Poseł Jarosław Sachajko:
Bardzo dziękuję.
Panie Marszałku! Pani Minister! Wysoka Izbo! W imieniu koła Republikanie mam zaszczyt przedstawić stanowisko w sprawie rządowego projektu ustawy o szczególnych rozwiązaniach służących realizacji ustawy budżetowej na rok 2025.
Ustawa ta jest ściśle powiązana z ustawą budżetową. Co do tej ustawy, jej celowości i szczególnych zapisów, bardzo precyzyjnie przed chwilą wypowiedział się pan poseł Michał Wawer.
Chciałbym tylko zwrócić uwagę, bo tu państwo mówią o tych 5-procentowych podwyżkach dla nauczycieli i zapewnieniu finansowania oraz podwyżkach dla innych osób. Szanowni państwo, tylko dlaczego państwo, prognozując 5-procentowe podwyżki dla nauczycieli, od razu nie mówią, nie wspominają o tym, że Narodowy Bank Polski prognozuje inflację w przyszłym roku w wysokości 6,6%? Dlaczego państwo nie mówią, że są eksperci, którzy uważają, że inflacja będzie nawet wyższa, niż prognozuje Narodowy Bank Polski? Czyli co to może oznaczać? Że te podwyżki, o których państwo z koalicji rządzącej tutaj mówią, to są obniżki, a nie podwyżki. Tak można byłoby dalej, ale ja bym chciał jednak skupić się na budżecie.
Szanowni Państwo! W przyszłym roku ma być prawie 300 mld zł deficytu. Niedawno zmienialiśmy budżet na ten rok - 240 mld zł deficytu. Mamy również wydatki pozabudżetowe, nie wszyscy posłowie o tym wiedzą. Przed chwilą gdzieś uciekł poseł Ćwik, który tutaj w wielu swoich wypowiedziach mówił o tym, że deficyt będzie tak duży, dlatego że państwo likwidują fundusze pozabudżetowe. Jak je państwo likwidują, skoro znowu biorą na te fundusze pozabudżetowe 103 mld zł dodatkowych pieniędzy?
Szanowni Państwo! Drodzy Polacy!
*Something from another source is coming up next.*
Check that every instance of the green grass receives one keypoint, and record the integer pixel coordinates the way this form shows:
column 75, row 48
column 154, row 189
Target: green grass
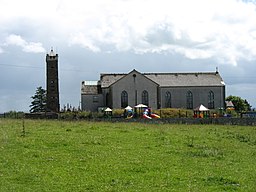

Zadłużenie państwa polskiego spowodowane przez obecny rząd w 2 lata wyniesie tyle, ile wynosi 1/3 długów, które narosły przez 30 lat. Czy wyobrażają sobie państwo takie zadłużanie, żeby połowa państwa dochodów to była pożyczka? Jakby państwu się udało całe 4 lata rządzić, to w takim tempie państwo zadłużą Polskę bardziej, niż zadłużono ją przez 30 lat. To jest coś takiego, czego sobie normalny człowiek, poseł nie wyobraża.
(Poseł Krystyna Skowrońska: To nieprawda, nieprawda!)
Chyba że, pani poseł, to jest takie myślenie: po nas chociażby potop. Zadłużmy Polskę, jak się da, a później następni niech sobie radzą.
Szanowni Państwo! Mówiłem o inflacji, mówiłem o tych dochodach. Przed chwilą pan poseł Ćwik znowu tutaj straszył, że jak nie będziecie głosować za budżetem, to jesteście przeciwko wydatkom na zbrojenia i na służbę zdrowia. Panie pośle, tu wszyscy od dawna krytykują, że państwo rozwalają właśnie część dochodową. To właśnie Krajowa Administracja Skarbowa państwu wprost mówi, że państwo rozwalają część dochodową, czyli rozwalają gospodarkę. Bo jak jest firma, która nie płaci podatków, to ona jest uprzywilejowana w stosunku do tych, które płacą. Czyli ktoś ma droższe swoje funkcjonowanie, bo - przepraszam - złodziej nie płaci podatków. I to jest właśnie problem w państwa podatkowym rozwalaniu gospodarki.
W takim kształcie, jak państwo tutaj to proponują, ani tej ustawy okołobudżetowej, ani budżetu nie da się poprzeć.